Within a few minutes of arriving a storm came our way. The speed of the wind picked up, blowing the dust into our eyes while dark grey clouds loomed over us. Knowing that the track back was impassable if it rained, we hurried our distribution and set off to drive back. The rain started to pour down and floods started to appear. Everyone was praying for our safe arrival but unfortunately half way through our journey back, our vehicle got stuck in a large mud puddle. We tried to reverse but to no avail. This required manual help, so myself and a local ranger, Rashid, took off our shoes and socks and began pushing our vehicle. With water almost reaching our knees and the constant thought of a lion or any other wild animal being nearby, I pushed like I had never pushed before. Thankfully, after a lot of effort, we managed to release the vehicle and get back safely.
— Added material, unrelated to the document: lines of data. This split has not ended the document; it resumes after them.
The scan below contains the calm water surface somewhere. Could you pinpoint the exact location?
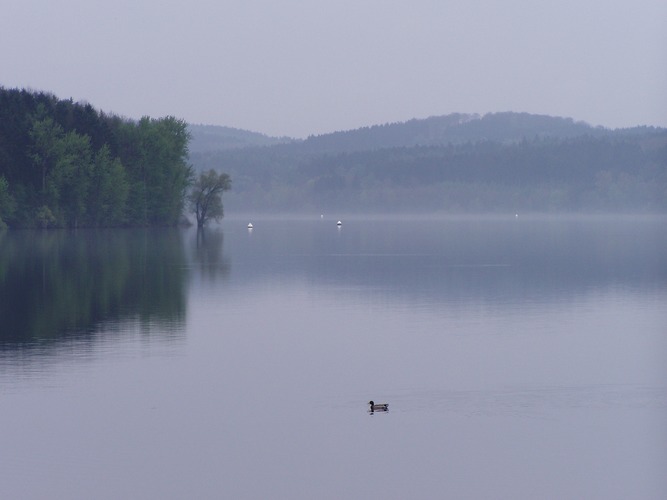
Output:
[0,216,667,499]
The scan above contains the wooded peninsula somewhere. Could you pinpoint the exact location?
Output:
[0,88,192,227]
[0,87,667,228]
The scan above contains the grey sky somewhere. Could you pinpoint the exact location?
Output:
[0,0,667,137]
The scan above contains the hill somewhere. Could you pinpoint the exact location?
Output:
[190,113,667,212]
[188,124,293,153]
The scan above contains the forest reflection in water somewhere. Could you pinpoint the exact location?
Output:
[0,214,667,500]
[0,229,192,349]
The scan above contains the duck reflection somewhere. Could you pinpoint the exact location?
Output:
[368,400,389,415]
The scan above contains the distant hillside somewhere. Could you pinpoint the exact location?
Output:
[188,125,292,153]
[300,113,608,153]
[190,113,667,212]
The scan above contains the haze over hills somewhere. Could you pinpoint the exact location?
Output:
[189,112,662,153]
[190,112,667,212]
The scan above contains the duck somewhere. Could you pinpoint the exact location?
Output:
[368,400,389,411]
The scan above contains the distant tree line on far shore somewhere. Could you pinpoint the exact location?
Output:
[190,113,667,213]
[0,88,192,227]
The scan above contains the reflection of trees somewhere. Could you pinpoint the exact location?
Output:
[195,227,230,281]
[0,230,186,343]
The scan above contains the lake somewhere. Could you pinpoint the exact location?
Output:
[0,214,667,500]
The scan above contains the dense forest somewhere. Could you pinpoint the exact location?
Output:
[0,88,192,227]
[0,87,667,227]
[190,113,667,213]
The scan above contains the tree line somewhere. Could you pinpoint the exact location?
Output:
[0,88,193,227]
[191,125,667,213]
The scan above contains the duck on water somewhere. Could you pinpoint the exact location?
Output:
[368,400,389,413]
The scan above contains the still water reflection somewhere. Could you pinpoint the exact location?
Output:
[0,217,667,499]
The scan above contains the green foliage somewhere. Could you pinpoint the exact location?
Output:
[188,170,232,227]
[0,88,192,227]
[191,123,667,212]
[0,176,16,229]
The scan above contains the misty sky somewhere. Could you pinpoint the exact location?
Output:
[0,0,667,137]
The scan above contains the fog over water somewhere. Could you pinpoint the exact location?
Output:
[0,215,667,499]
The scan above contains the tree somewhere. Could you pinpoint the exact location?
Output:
[188,170,232,227]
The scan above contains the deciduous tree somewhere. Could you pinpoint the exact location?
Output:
[188,170,232,227]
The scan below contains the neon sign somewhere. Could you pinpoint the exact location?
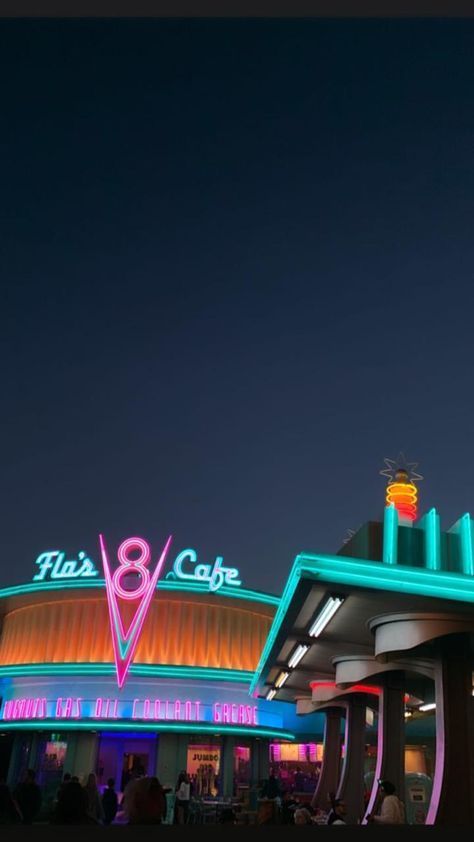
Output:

Our work in Tana River was complete. After a day’s rest in Malindi we travelled back to Nairobi where we had arranged for food packs to be distributed in the largest slum in Africa- the Kibera Slums. But before this we stopped off at Riruta slums, another slum located in Nairobi. We made arrangements beforehand with the local Imam to notify the poorest families in the area that we were bringing food packs. As we arrived there was a line of people waiting, so we began distributing. However, we couldn’t help but notice that a crowd was gathering; people who had not been notified also wanted a food pack. Unfortunately, we were unable to feed the thousands of families living here and to avoid any problems we made our distribution swift and asked the families who received a food pack to return home immediately.
Our last stop on our final day was at the Kibera Slums, the largest slum in Africa. A number of documentaries have been made on the Kibera slums so I was fortunate enough to do a little research before arriving. However, once we arrived, I realised that no matter how much preparation I did I would have never thought of the slums to be this way. Tin hut after tin hut with people cramped up in such little space. It was extremely busy with a constant smell of waste and litter thrown everywhere. The main street was full of vendors selling vegetables or cooked food. Groups of young boys on almost every corner. It was difficult to understand how there were so many people cramped in such a small place. We contacted a masjid beforehand to allow us permission to distribute in the masjid grounds as this would be safer than distributing food packs in the middle of an area with hundreds of people passing by. We were able to distribute to the poorest families living within the slums. As we were leaving, I remember telling myself never to forget what I had witnessed in Kibera slums and to remind myself every day to be grateful for everything I have.
After a tiring trip, we were able to distribute food packs to over 1000 families, all thanks to your generous donations. I’d urge anyone who wants to make their donation change people’s lives to consider donating food to the areas of Tana River and the slums in Nairobi. Mission Relief have pledged to support these communities for the foreseeable future and plan to visit these areas again in December 2022 In Sha Allah.